Entretien avec Jean-Yves Arrivé, psychologue, consultant RH et coach

«C’est à chaque salarié de faire savoir qu’il est prêt à évoluer professionnellement, à se former, à être l’artisan de son propre parcours professionnel»

Management & Carrière : La reconversion professionnelle est une autre tendance qui a été exacerbée par la crise liée à la Covid-19. Changer de cap plus par nécessité que par choix est-il pour autant bénéfique pour une carrière ?

Jean-Yves Arrivé : La reconversion professionnelle est exacerbée par la crise, certes, mais le sujet était déjà sur la table depuis l’accélération du développement des nouvelles technologies qui remettent en cause la manière de travailler, y compris dans l’économie traditionnelle. Pensez que les premières maisons fabriquées avec des imprimantes 3D sont sorties de terre, que dans une usine de fabrication de voitures, on ne voit plus un ouvrier sur la chaîne, mais uniquement des techniciens contrôlant la production depuis leurs ordinateurs, les brodeuses qui se contentent d’engager le tissu dans une machine programmée pour produire le dessin qu’elles mettaient des heures à réaliser. 

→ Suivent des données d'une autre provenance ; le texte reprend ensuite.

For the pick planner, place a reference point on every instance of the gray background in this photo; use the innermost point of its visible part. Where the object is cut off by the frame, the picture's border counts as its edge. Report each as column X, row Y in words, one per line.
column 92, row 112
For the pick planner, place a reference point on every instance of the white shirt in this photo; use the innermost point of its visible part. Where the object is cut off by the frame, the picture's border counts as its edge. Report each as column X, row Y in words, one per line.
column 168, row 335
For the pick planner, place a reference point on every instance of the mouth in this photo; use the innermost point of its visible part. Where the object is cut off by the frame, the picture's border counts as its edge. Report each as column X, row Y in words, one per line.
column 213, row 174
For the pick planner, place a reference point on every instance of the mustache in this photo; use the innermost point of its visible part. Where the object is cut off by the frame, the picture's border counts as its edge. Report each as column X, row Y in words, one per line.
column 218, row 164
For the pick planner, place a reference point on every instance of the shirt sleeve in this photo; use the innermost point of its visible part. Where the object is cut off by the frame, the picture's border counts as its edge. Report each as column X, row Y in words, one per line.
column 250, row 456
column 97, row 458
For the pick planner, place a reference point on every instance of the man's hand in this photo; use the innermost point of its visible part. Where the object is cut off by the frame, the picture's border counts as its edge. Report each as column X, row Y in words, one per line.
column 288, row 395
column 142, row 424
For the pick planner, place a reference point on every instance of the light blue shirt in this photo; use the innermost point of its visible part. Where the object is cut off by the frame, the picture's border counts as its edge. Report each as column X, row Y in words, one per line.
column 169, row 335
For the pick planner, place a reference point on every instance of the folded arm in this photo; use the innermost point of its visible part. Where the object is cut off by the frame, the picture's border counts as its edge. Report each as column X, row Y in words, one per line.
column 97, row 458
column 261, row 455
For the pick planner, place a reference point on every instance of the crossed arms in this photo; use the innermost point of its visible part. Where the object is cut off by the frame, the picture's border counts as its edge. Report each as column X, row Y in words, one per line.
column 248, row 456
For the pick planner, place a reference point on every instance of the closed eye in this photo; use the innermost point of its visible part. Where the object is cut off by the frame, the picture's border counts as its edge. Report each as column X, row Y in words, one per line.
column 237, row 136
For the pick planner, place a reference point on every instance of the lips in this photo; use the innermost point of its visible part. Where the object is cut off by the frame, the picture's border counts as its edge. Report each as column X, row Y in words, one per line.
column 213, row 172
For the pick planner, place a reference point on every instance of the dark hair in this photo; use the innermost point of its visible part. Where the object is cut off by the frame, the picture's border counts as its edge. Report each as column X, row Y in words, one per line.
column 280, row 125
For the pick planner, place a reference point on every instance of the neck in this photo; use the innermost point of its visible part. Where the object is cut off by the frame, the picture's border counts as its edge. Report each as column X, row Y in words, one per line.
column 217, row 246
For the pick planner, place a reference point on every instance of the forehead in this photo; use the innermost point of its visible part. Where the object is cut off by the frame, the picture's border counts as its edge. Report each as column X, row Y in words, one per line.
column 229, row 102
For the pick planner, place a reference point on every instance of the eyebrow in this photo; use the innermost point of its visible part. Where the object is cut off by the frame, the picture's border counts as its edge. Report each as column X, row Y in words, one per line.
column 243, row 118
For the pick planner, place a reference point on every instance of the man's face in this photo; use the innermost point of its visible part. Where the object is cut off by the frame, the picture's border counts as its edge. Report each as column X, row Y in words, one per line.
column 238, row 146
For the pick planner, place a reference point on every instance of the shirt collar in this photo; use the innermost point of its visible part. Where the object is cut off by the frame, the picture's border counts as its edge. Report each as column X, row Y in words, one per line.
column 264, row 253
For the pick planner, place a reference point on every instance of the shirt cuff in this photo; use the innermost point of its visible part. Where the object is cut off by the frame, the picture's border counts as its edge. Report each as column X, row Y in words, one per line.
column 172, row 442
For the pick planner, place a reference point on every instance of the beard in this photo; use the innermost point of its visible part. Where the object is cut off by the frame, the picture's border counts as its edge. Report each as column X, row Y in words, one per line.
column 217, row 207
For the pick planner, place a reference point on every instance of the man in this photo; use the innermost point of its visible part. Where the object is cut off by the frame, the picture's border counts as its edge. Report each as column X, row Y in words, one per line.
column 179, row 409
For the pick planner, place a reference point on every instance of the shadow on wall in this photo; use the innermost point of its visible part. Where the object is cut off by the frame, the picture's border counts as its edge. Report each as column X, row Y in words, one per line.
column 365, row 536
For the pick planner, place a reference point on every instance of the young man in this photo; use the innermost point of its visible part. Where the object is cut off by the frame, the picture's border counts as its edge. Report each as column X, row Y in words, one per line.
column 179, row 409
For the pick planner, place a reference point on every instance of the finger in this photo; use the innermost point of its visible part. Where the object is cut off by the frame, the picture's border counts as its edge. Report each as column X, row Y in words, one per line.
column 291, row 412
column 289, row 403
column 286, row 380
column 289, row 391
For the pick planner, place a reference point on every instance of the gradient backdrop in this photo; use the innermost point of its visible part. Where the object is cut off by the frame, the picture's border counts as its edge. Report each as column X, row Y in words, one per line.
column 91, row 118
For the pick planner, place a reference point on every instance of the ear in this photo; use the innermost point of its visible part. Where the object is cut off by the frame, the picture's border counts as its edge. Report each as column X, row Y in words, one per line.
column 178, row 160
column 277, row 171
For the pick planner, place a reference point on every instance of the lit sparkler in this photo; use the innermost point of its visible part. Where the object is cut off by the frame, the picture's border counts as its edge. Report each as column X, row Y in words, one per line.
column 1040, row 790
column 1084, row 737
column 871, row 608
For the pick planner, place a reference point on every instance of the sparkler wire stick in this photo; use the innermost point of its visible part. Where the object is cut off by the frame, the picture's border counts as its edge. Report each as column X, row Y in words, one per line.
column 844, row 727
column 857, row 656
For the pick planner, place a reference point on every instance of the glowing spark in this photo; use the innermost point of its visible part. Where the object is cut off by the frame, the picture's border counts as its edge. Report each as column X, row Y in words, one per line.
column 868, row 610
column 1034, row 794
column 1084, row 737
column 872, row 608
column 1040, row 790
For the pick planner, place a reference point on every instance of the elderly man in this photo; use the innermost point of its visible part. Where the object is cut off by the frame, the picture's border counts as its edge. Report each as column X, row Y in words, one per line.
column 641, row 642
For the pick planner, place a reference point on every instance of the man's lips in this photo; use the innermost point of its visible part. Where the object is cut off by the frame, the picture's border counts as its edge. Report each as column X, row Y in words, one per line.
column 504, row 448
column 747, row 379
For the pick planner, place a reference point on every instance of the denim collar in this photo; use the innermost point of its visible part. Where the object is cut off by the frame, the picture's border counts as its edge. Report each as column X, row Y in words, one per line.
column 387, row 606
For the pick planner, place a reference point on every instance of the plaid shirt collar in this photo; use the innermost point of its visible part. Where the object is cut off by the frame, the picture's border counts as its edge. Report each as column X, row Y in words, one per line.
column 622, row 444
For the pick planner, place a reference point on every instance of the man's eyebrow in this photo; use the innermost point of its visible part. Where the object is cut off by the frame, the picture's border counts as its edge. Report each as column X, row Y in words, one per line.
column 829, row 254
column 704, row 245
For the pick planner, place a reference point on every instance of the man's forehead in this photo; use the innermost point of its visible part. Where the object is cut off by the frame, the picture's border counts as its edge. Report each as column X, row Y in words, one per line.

La relation client est bouleversée par l’apparition des robots qui dialoguent avec l’utilisateur. Je pourrai vous citer des dizaines d’exemples de ce type pour montrer le besoin en collaborateurs formés à de nouveaux métiers, à de nouvelles technologies. Changer de cap est donc bien une option à l’ordre du jour.

En revanche, n’oublions pas deux points essentiels pour réussir une évolution de sa vie professionnelle : l’intérêt pour l’activité et la motivation à aller travailler chaque jour sont essentiels pour une évolution durable ! Donc, ce doit être un projet mûrement réfléchi, et pas une voie dans laquelle on s’engage tête baissée, sur les vagues recommandations d’un ami !

Faut-il privilégier des «ajustements» ou opter pour une véritable rupture ?

Précisément, dans la droite ligne de ma réponse précédente, je dirais qu’il y a au moins deux réponses possibles :

L’une, à court terme, est d’actualiser ses compétences pour conserver son emploi actuel dans un environnement de travail qui évolue : se former à une nouvelle technique, à une application digitale, renforcer sa polyvalence…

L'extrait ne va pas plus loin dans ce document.